However, with new technology comes many unknowns, leaving it to researchers to uncover potential vulnerabilities.

"For some of the newest machine learning technologies, like generative AI, we don't fully understand how they can be attacked, so the first step is to figure out what the threat model looks like," said Lujo Bauer, professor in Carnegie Mellon’s Electrical and Computer Engineering and Software and Societal Systems departments.

In 2021, Bauer and a team of researchers demonstrated that machine learning-based malware detectors could be misled by creating variants of malicious binaries, referred to as adversarial examples, that are transformed in a functionality-preserving way to evade detection.

"It's just like any other machine learning classifier. If you know how it works, you may be able to tweak the input so the classifier makes the wrong decision in recognizing an attack," said Bauer.

In their latest paper, 'Adversarial Training for Raw-Binary Malware Classifiers,' researchers investigate the effectiveness of using adversarial training methods to create malware detection models that are more robust to some of the state-of-the-art attacks. In order to train these models, the study's authors found a way to increase the efficiency and scale of creating adversarial examples to make adversarial training practical.

"This type of research hasn't been done in the malware domain before, mainly because of how expensive it is to create adversarial examples," said Bauer. "For this type of training, you need to create hundreds of thousands of examples, which, in the past, hasn't been practically feasible."

To overcome this challenge, the researchers used fewer iterations, code optimization, parallelization and increased the pool of attack eligible binaries to create adversarial examples quickly and affordably.

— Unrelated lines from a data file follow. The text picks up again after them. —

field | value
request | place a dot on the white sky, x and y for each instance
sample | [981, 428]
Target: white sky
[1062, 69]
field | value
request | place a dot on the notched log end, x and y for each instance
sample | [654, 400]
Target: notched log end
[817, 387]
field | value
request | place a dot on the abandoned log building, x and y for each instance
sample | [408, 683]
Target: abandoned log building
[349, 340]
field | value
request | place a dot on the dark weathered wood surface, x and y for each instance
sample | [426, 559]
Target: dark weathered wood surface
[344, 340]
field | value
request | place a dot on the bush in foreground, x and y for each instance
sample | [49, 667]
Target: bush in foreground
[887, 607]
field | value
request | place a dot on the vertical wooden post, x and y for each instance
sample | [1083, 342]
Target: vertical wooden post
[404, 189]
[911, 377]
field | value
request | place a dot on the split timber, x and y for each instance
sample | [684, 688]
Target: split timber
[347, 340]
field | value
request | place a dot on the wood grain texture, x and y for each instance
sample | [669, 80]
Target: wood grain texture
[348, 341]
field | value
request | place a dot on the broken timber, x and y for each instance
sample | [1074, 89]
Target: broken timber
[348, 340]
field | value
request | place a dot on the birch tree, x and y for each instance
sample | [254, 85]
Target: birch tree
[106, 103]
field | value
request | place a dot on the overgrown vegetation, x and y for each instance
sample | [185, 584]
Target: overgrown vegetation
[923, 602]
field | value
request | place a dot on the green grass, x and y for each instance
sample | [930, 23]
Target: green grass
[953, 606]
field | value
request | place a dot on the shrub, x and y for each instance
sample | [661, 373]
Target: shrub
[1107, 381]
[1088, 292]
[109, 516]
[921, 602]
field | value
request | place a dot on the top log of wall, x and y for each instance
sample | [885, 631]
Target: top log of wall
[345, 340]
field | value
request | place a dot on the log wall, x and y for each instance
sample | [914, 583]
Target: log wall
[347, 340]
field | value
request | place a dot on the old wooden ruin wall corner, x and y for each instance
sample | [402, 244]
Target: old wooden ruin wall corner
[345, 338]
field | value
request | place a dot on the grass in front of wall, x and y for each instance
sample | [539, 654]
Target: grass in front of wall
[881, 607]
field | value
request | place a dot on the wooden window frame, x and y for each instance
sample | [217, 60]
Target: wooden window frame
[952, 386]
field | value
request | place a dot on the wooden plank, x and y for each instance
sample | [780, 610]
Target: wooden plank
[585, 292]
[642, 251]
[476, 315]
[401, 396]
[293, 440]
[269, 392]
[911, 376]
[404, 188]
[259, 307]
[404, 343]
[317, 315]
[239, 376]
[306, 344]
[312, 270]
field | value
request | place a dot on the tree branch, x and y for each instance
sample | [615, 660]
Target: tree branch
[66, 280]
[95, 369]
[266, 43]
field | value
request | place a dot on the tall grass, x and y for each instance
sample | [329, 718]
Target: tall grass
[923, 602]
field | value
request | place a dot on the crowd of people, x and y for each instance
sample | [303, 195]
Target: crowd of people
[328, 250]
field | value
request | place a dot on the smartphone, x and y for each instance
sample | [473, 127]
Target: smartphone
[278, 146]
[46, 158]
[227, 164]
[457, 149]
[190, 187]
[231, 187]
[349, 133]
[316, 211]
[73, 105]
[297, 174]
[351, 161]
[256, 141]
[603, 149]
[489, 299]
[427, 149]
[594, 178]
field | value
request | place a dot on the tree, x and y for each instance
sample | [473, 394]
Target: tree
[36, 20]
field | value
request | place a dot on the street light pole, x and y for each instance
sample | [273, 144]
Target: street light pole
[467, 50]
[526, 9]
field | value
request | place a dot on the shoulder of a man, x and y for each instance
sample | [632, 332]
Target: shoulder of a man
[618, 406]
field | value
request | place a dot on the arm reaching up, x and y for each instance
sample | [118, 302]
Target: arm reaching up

They then began analyzing the effects of varying the length of adversarial training and the impact of training with various types of attacks.

The authors' findings show that while augmentation does not deter state-of-the-art attacks, using an adapted version of a generic gradient-guided method can improve robustness. Results revealed that models can be made more robust to malware-domain attacks in most cases by adversarially training them with lower-effort versions of the same attack. In the best case, the success rate of one state-of-the-art attack was reduced by 85 percent. The authors also found that training with some types of attacks can increase the models' robustness to other attacks.

Overall, their work shows that it is possible to defend against adversarial examples in the raw-binary malware-detection domain through adversarial training and serves as an encouraging development and guide for how to create more robust raw-binary malware classifiers that are less susceptible to evasion attacks.

Paper reference:

Adversarial Training for Raw-Binary Malware Classifiers
*Presented at 32nd USENIX Security Symposium